Buy it because you love it and want it. That is its own reward.


----------



## msm666 (Apr 18, 2009)

*Re: what is a dasher worth? (Longitudinal)*

i very strongly agree with you, so much in fact the i'm going to buy this car. i'm also looking for some facts about this car, more than the wikipedia paragraph on the passat page.


----------



## eurowner (Jan 26, 2002)

*FV-QR*

Automatic trannys cheapen early VWs; B1 B2, MKI, etc


----------



## Longitudinal (Nov 13, 2004)

*Re: what is a dasher worth? (msm666)*


_Quote, originally posted by *msm666* »_i very strongly agree with you, so much in fact the i'm going to buy this car.

Buy on! And welcome!
The AT definitely sucks some of the joy out of driving a B1, or any VW, or any car for that matter. The fuel economy suffers noticeably IME with an AT. Conversion to manual is definitely possible and within reach for somebody with some basic fab skills and a welder. The welder really is important, though, as there are differences in the trans tunnel, including the position of the transmission mount bracket. 
But don't let the AT discourage you. Dashers and Audi Foxes are still plenty of fun to drive with an AT. These cars are rare and beautiful. You will love it!
The car you are looking at is a hatchback, not a sedan, BTW.


_Modified by Longitudinal at 12:09 AM 5-1-2009_


----------



## inkragonor (Oct 18, 2004)

*Re: what is a dasher worth? (Longitudinal)*


_Quote, originally posted by *Longitudinal* »_
The car you are looking at is a hatchback, not a sedan, BTW.

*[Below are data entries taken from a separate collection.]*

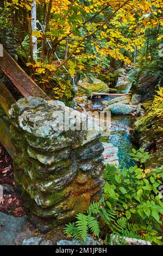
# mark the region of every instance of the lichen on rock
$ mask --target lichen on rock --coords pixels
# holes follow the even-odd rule
[[[81,130],[85,114],[38,97],[19,100],[10,114],[16,184],[31,220],[50,228],[85,212],[104,185],[101,129]]]

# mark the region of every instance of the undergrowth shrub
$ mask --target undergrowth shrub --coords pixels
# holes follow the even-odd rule
[[[162,169],[146,168],[149,154],[142,149],[137,151],[133,149],[130,155],[137,161],[138,166],[122,170],[113,165],[106,166],[103,197],[90,204],[87,215],[79,214],[76,222],[66,225],[65,232],[68,237],[85,241],[89,231],[99,237],[98,221],[102,218],[107,226],[105,244],[106,240],[110,244],[110,237],[109,240],[108,236],[111,233],[163,245],[161,241],[163,203],[159,191],[162,184]]]

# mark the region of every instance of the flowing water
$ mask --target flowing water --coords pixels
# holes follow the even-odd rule
[[[126,89],[123,86],[122,91],[120,93],[128,93],[130,87],[127,84]],[[101,101],[108,101],[115,98],[114,96],[103,97],[102,99],[95,98],[93,99],[93,107],[96,109],[102,110],[103,107]],[[131,115],[112,115],[110,135],[105,138],[105,141],[112,143],[118,148],[118,158],[121,168],[126,167],[128,169],[130,166],[134,166],[135,162],[131,159],[129,153],[131,153],[132,148],[135,148],[130,137],[130,130],[132,129],[134,119]]]

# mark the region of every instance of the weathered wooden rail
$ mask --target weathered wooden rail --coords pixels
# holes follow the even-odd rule
[[[131,93],[92,93],[91,95],[91,99],[93,96],[101,96],[101,95],[108,95],[108,96],[124,96],[124,95],[130,95]]]
[[[4,49],[3,57],[0,57],[0,68],[24,97],[49,99]],[[15,102],[11,93],[0,80],[0,105],[9,118],[9,110]],[[12,157],[15,149],[11,140],[9,123],[2,117],[0,117],[0,142]]]
[[[4,49],[0,68],[24,97],[48,97]]]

i think 2 door dashers were hatchbacks, but 4 door dashers were either sedans or wagons. Does the trunk on that 4 door open with the entire rear windshield? or just below the windsheild?


----------



## inkragonor (Oct 18, 2004)

*Re: what is a dasher worth? (Longitudinal)*


_Quote, originally posted by *Longitudinal* »_
The car you are looking at is a hatchback, not a sedan, BTW.


Holy cow! I looked into it further... and I found a 4door sedan (trunk open without read windsheild) and that most are hatchbacks, as would be expected. 
Follow this link to the dealers ad and look at the truck pic. It opens BELOW the windshield. This is the only one i've seen like this, so maybe it was a first/second year only and then they made them all hatchbacks after that. 
http://columbus.craigslist.org/ctd/1215509672.html
an interesting bit of VW Dasher trivia........................


----------



## Longitudinal (Nov 13, 2004)

*Re: what is a dasher worth? (inkragonor)*


_Quote, originally posted by *inkragonor* »_
Holy cow! I looked into it further... and I found a 4door sedan (trunk open without read windsheild) and that most are hatchbacks, as would be expected. 

Yes, the VERY early non-wagon Dashers were sedans with stationary rear glass. The whopping majority of the Dashers left on the road are hatchbacks. The sedans were the first year only from what I know.


----------



## msm666 (Apr 18, 2009)

The Dasher that I spoke about in the first posting on this thread, without a doubt, is a four door sedan, with only 89,000 miles. This car might be the only one of its kind to have under 100,000 miles, which I thought made it quite rare, now the community is saying that a four-door sedan is also a rarity.
I did end up buying this car and I drive it proudly everyday.
I'm interested in hearing someone's story about a Dasher that they know of.
msm666


_Modified by msm666 at 9:26 PM 6-14-2009_


----------